Prince Alexei Bolugayevski was commanding the rearguard, hardly more than a thousand picked men, who even as Joseph was escorted into their camp, were packing up again to move on, keeping their appointed place as a buffer between the retreating Whites and the advancing Reds. As these were all ex-Tsarist soldiers, and as they had repulsed more than one Red probe, morale was quite high, but they were short of arms and ammunition and had only a couple of field guns. They knew that a continued retreat was inevitable. But Alexei was as immaculately dressed and shaved as ever, as was his son and aide-de-camp; he had even found a table behind which to sit in his tent, and maps and papers to spread across the surface. “You were taken by the Reds? And escaped?” Alexei looked his nephew up and down, as if suggesting that while an escape might just have been possible, he had surely left some parts of him behind.
“I believe I would have been executed, sir,” Joseph conceded. “My life was saved by an intervention.”
“Whose intervention?”
Joseph glanced at Colin, standing to attention behind his father. “By my Aunt Sonia.”
Both men stared at him. “Mother?” Colin asked.

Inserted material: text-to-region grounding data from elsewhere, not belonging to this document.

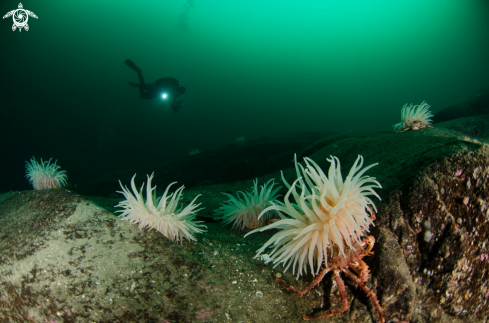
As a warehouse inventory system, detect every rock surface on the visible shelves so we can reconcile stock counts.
[0,115,489,323]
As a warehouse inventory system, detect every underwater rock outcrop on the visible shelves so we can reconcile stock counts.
[0,115,489,323]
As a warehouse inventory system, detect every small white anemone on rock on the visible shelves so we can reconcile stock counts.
[215,179,282,231]
[25,157,68,190]
[245,156,381,278]
[116,174,205,243]
[393,101,433,132]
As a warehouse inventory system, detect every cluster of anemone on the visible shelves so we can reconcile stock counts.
[393,101,433,131]
[244,156,381,278]
[215,179,282,231]
[116,174,205,243]
[25,157,68,190]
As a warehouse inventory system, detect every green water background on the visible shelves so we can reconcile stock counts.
[0,0,489,192]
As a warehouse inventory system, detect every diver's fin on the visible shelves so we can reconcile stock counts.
[124,59,141,74]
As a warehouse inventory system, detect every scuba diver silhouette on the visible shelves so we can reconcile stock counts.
[124,59,185,112]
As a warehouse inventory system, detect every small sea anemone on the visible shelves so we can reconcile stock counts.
[25,157,68,190]
[215,179,282,231]
[247,156,381,278]
[116,174,205,243]
[393,101,433,131]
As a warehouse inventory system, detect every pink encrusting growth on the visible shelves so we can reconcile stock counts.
[25,157,68,190]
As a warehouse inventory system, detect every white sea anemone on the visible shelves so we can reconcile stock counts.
[393,101,433,131]
[116,174,205,243]
[215,179,282,231]
[244,156,381,278]
[25,157,68,190]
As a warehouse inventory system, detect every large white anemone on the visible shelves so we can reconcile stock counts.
[248,156,381,278]
[393,101,433,131]
[215,179,282,231]
[25,157,68,190]
[116,174,205,242]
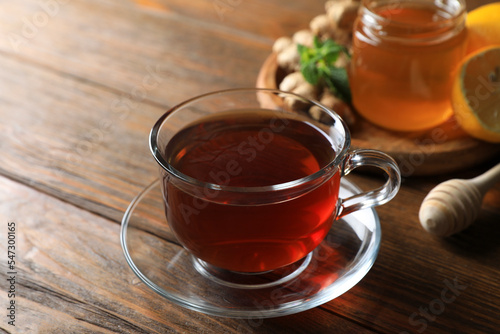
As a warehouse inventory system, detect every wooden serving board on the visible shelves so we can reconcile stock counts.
[257,53,500,177]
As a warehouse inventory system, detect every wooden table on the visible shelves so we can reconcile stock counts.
[0,0,500,333]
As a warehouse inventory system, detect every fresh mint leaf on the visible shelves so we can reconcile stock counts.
[297,37,351,103]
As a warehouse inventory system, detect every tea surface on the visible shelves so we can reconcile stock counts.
[164,110,340,272]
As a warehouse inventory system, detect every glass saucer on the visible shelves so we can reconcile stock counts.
[120,179,381,319]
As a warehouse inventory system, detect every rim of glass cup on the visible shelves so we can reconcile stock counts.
[149,88,351,193]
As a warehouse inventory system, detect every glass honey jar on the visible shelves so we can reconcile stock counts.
[349,0,466,131]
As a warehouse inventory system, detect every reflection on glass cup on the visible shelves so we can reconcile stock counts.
[150,89,400,280]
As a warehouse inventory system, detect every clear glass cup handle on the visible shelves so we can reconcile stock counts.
[337,149,401,219]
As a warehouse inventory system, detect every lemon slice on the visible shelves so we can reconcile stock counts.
[452,47,500,143]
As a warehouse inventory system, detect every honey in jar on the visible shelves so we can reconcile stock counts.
[350,0,466,131]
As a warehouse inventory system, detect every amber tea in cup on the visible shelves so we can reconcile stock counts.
[150,89,400,280]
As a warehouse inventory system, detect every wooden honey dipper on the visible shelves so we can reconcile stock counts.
[419,163,500,237]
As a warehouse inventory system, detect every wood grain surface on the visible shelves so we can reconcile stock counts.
[0,0,500,334]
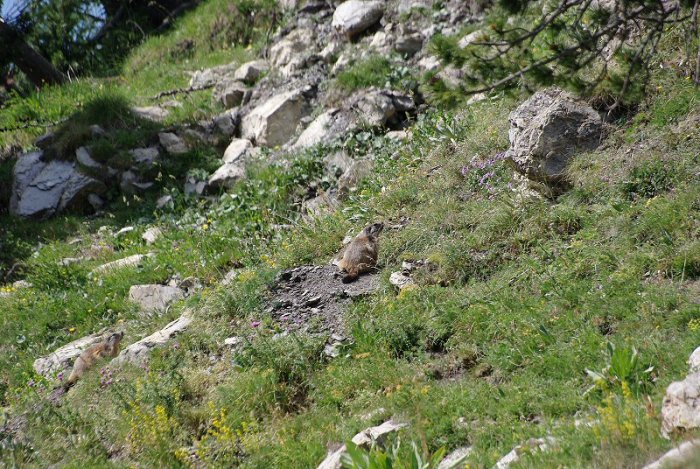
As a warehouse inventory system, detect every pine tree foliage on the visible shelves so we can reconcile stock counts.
[427,0,700,111]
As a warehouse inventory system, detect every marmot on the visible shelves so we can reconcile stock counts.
[63,332,124,390]
[338,223,384,283]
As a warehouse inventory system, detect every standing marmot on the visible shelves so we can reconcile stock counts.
[63,332,124,389]
[338,223,384,283]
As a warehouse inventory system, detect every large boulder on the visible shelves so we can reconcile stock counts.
[661,349,700,435]
[10,152,107,218]
[270,28,314,67]
[294,108,357,149]
[129,285,185,315]
[241,90,308,147]
[331,0,385,38]
[506,88,604,187]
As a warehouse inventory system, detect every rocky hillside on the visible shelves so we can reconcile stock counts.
[0,0,700,469]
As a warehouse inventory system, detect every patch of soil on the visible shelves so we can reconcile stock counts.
[268,265,379,335]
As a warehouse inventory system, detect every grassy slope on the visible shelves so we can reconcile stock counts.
[0,2,700,467]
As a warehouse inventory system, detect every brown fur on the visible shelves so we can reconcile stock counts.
[338,223,384,283]
[63,332,124,389]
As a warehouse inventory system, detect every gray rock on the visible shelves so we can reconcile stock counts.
[131,106,170,122]
[338,159,374,197]
[129,285,185,315]
[214,81,248,109]
[331,0,385,37]
[184,175,207,196]
[301,192,340,222]
[317,420,407,469]
[156,195,173,209]
[241,90,308,147]
[437,446,473,469]
[190,62,238,88]
[141,227,163,244]
[394,31,425,56]
[10,153,107,218]
[661,373,700,435]
[643,440,700,469]
[233,60,270,85]
[113,311,192,364]
[34,333,104,378]
[129,147,160,167]
[75,147,102,170]
[323,150,354,177]
[222,138,253,163]
[91,253,155,275]
[158,132,187,155]
[270,28,315,68]
[208,163,245,189]
[397,0,433,14]
[506,88,604,188]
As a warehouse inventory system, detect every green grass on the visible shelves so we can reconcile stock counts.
[0,1,700,468]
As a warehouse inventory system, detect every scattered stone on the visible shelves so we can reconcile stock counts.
[207,163,245,190]
[34,132,56,150]
[215,81,249,109]
[90,124,107,138]
[158,132,187,155]
[190,62,237,88]
[506,88,603,189]
[129,285,185,314]
[184,175,207,196]
[119,170,153,194]
[643,440,700,469]
[268,265,379,336]
[222,138,253,163]
[129,147,160,167]
[141,227,163,244]
[270,28,315,68]
[293,108,357,149]
[34,333,104,378]
[317,420,407,469]
[75,147,102,169]
[437,446,473,469]
[331,0,384,38]
[494,437,556,469]
[114,226,135,238]
[688,347,700,373]
[338,159,374,197]
[301,191,340,222]
[92,253,155,274]
[394,31,425,56]
[233,60,269,85]
[10,152,107,218]
[156,195,173,210]
[241,90,308,147]
[112,311,192,364]
[131,106,170,123]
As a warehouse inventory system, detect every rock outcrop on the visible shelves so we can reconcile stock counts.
[506,88,604,188]
[331,0,385,38]
[10,152,107,218]
[241,90,309,147]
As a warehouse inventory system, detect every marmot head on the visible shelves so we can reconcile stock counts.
[363,223,384,236]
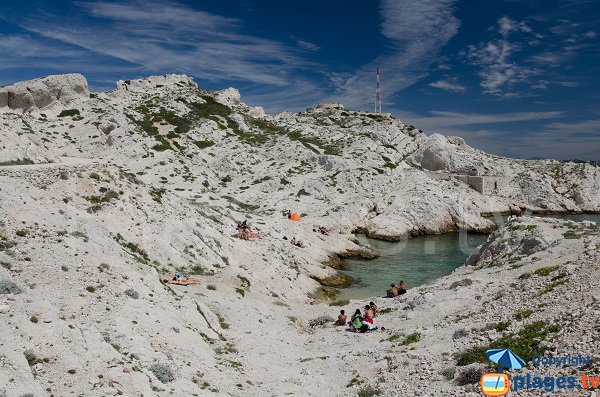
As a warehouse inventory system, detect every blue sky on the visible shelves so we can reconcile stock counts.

“Are you mad?” Alexei demanded. “Sonia is dead.”
“No, Your Highness. She is with the Reds.”
“In what capacity?”
Again Joseph glanced at Colin. “She is General Trotsky’s mistress.”
“Trotsky,” Alexei said, the word sounding like a drop of ice. “She went to him a year ago but when we heard nothing...”
“You are lying,” Colin snapped. “He is lying Father.”
“Leave us,” Alexei said. Colin hesitated, then left the room. “Sit down,” Alexei commanded. Joseph sat before the table. “I know you are not lying,” Alexei said. “Tell me, is she well?”
“Very well, sir.”
“And...happy?”
“That is difficult to answer,” Joseph said.
“Does he ill-treat her?”
“I do not believe so. As you can see from my presence, she has considerable influence with him.”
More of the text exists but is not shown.